Increased amount of miR-19b, miR-23b, miR-26a and miR-92a may impose inhibitory effects on PTEN, PI3K/Akt signaling components, and cyclin D1, respectively. The expression level of PI3-kinase, Akt and cyclin D1 was associated with the expression level of relevant upstream regulators and the regulation of the relevant miRNAs.
In conclusion, we herein proposed for the first time that the four miRNAs, i.e. miR-19b, miR-23b, miR-26a and miR-92a, co-regulate PTEN expression in prostate cancer cells. The four miRNAs regulate PTEN expression post-transcriptionally, and affect the downstream PI3K/Akt pathway via PIK3CA (p110α), PIK3CD (p110δ), PIK3R1 (p85), Akt as well as cyclin D1, thus promote prostate cancer cell proliferation in vitro. These findings help to better understand the molecular mechanism of prostate carcinogenesis and progression with regard to miRNA regulation of PTEN expression, and may provide insights for better diagnosis, therapy and prognosis of prostate cancer in the future.
Supporting Information
Table S1.
Primers for amplifying truncated PTEN 3’ UTR fragments and their mutant counterparts.

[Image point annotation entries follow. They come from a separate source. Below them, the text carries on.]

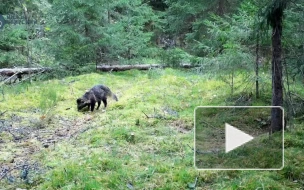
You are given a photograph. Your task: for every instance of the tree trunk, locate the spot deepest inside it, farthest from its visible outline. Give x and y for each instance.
(107, 68)
(257, 93)
(277, 81)
(21, 71)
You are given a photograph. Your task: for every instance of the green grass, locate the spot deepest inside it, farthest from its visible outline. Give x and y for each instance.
(161, 154)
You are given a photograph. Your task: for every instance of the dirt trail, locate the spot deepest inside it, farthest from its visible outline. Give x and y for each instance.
(23, 136)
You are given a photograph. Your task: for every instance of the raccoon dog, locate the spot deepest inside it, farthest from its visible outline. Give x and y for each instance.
(96, 94)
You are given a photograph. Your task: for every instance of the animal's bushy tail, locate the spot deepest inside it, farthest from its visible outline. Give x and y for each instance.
(109, 93)
(114, 96)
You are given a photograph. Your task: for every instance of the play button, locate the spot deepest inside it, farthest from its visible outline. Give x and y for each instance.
(235, 138)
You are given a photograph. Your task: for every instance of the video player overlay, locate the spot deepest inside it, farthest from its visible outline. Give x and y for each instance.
(237, 138)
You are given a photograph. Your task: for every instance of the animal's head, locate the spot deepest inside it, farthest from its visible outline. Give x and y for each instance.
(81, 103)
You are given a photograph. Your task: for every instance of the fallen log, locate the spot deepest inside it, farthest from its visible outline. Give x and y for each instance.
(21, 71)
(106, 68)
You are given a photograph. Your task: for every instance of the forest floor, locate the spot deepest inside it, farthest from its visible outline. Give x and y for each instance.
(142, 141)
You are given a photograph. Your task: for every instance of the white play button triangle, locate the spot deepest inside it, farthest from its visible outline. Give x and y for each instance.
(235, 137)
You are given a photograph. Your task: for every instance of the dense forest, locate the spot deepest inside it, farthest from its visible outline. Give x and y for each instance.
(194, 53)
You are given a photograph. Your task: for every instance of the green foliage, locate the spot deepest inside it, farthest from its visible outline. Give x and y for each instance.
(174, 57)
(48, 98)
(98, 151)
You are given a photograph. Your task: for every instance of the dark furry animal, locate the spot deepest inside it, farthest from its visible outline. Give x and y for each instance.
(96, 94)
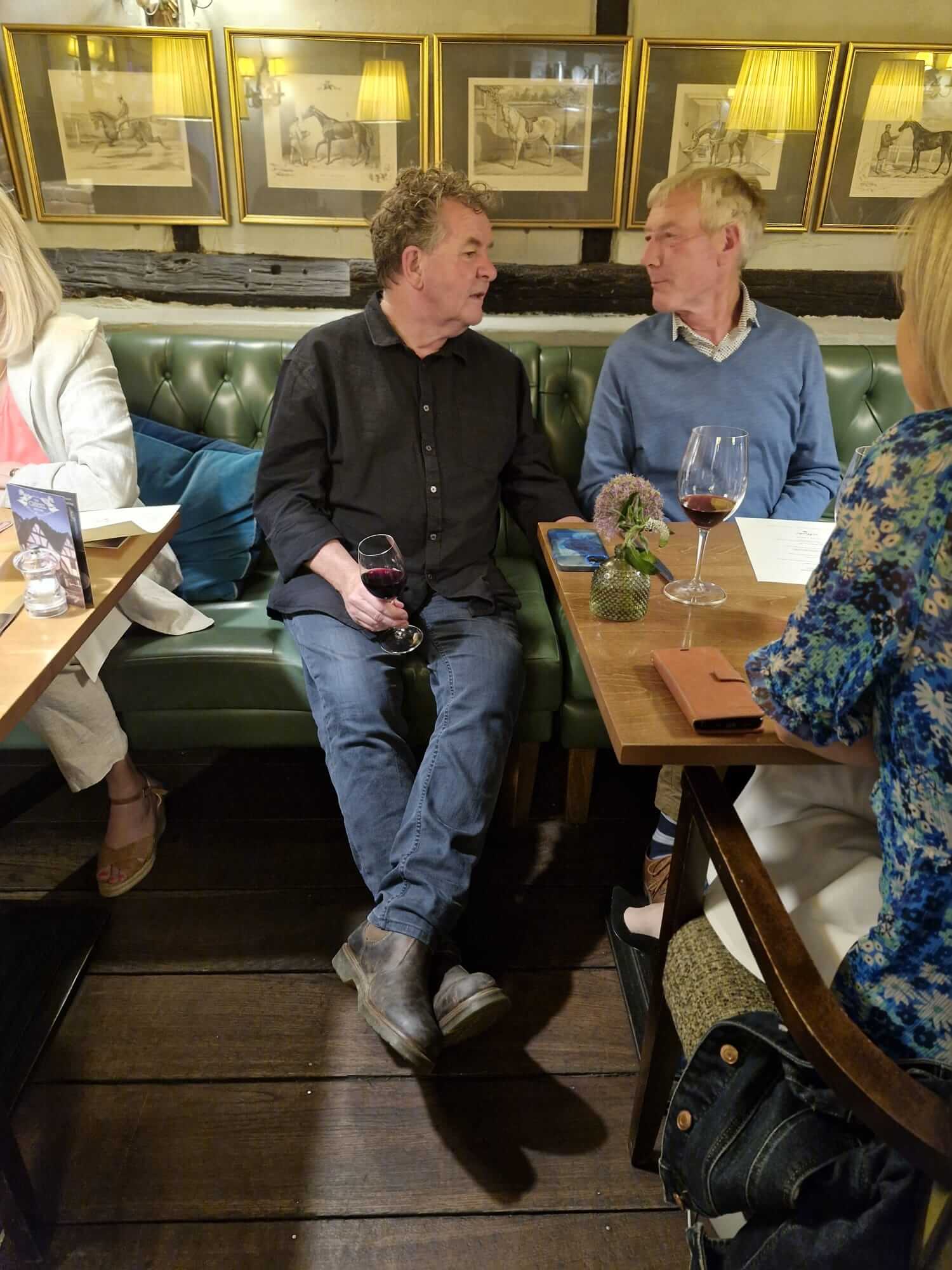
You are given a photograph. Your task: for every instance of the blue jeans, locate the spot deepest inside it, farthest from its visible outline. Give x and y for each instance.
(762, 1135)
(416, 831)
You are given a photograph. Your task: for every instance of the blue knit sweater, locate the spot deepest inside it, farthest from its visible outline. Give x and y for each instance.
(653, 391)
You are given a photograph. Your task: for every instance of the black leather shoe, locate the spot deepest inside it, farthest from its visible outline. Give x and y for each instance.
(623, 900)
(465, 1004)
(392, 976)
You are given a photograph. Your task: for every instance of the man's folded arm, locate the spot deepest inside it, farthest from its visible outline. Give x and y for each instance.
(291, 491)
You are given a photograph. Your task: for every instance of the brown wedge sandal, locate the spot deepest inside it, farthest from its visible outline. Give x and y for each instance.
(135, 859)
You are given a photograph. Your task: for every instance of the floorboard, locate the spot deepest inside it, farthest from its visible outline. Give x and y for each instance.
(331, 1149)
(223, 1028)
(213, 1100)
(583, 1241)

https://doi.org/10.1371/journal.pone.0075885.s001
(DOC)
Table S2.
Primers for amplifying pri-miRNA fragments.
https://doi.org/10.1371/journal.pone.0075885.s002
(DOC)
Table S4.
Target sites of the four miRNAs in the 3’UTR of the key components of PI3K/Akt pathway.
https://doi.org/10.1371/journal.pone.0075885.s021
(DOC)
Figure S1.
Sequences of RNA-target sites for the four miRNAs in the PTEN 3’ UTR. Sequences of RNA-target sites for miR-19b (A), miR-23b (B), miR-26a (C) and miR-92a (D) in the PTEN 3’ UTR are shown paired with specific miRNA sequences. The seed region of each miRNA is underlined.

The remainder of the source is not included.